A Toddler is Miraculously Fine after 101 Minutes of CPR


It doesn’t take a lake, ocean or pool for a child to drown. It takes but a few drops of water to cause a child to drown; and the consequences of that are going to affect you for the rest of your life. Children are not always capable of recognizing what it means to be near water. They don’t know that they are so susceptible to water and that something they probably enjoy is something that could have such a serious impact on their health and life. For many, the fear is all consuming. For others, it’s a very “it’ll never happen to me,” moment. For a 22-month-old Pennsylvania boy and his family, the unthinkable really happened – followed by a miracle no one can explain. On March 11, a little boy by the name of Gardell was playing outside on his family’s 5-acre property with his two brothers when he somehow ended up in the nearby creek. It took his family and a search party a half hour to find the little boy’s lifeless body nearly a half mile away caught in the branches and stuck in the water. The water was a bone-chilling 34 degrees.

When paramedics arrived on the scene, the little boy was dead. They rushed him to the hospital, performing CPR on his lifeless body without interruption for 101 minutes. He had no brain function, no pulse and he was not breathing.  He was dead. It was only after 101 minutes of CPR that the little boy’s pulse returned.
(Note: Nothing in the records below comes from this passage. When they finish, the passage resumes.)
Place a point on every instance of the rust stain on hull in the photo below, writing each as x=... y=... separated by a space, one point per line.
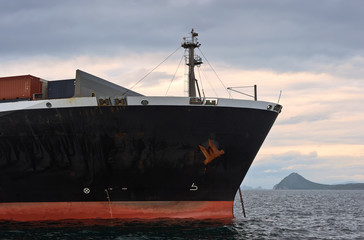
x=211 y=152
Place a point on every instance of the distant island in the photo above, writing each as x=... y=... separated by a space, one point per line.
x=294 y=181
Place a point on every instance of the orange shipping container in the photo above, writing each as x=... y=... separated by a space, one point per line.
x=20 y=87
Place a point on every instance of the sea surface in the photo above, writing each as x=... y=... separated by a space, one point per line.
x=270 y=214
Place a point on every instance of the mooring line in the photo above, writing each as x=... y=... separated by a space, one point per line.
x=242 y=202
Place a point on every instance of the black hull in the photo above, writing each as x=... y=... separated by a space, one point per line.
x=127 y=153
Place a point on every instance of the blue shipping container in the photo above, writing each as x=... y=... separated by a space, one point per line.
x=61 y=89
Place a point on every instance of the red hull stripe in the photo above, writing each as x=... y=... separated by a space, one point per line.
x=105 y=210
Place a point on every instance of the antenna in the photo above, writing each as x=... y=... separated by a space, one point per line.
x=280 y=93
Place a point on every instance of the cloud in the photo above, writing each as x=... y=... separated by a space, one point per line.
x=311 y=51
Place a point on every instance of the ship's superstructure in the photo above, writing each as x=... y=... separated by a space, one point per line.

He has since made a full recovery. Many believe it was the prayers of his family that bought the boy back to life almost two hours after he died, but doctors say it was a little bit of a medical miracle and a miracle miracle. According to doctors, the boy’s very low body temperature (75 degrees) put him into a hypothermic state that allowed the CPR to work after the boy died. It wasn’t until his body temp reached 82 degrees that doctors found a pulse and brought him back to life.

A miracle? It depends on who you ask, but we think that it was certainly a form of divine intervention that brought this very young boy back to life after drowning in his family’s creek. It’s the happy ending that defines all happy endings.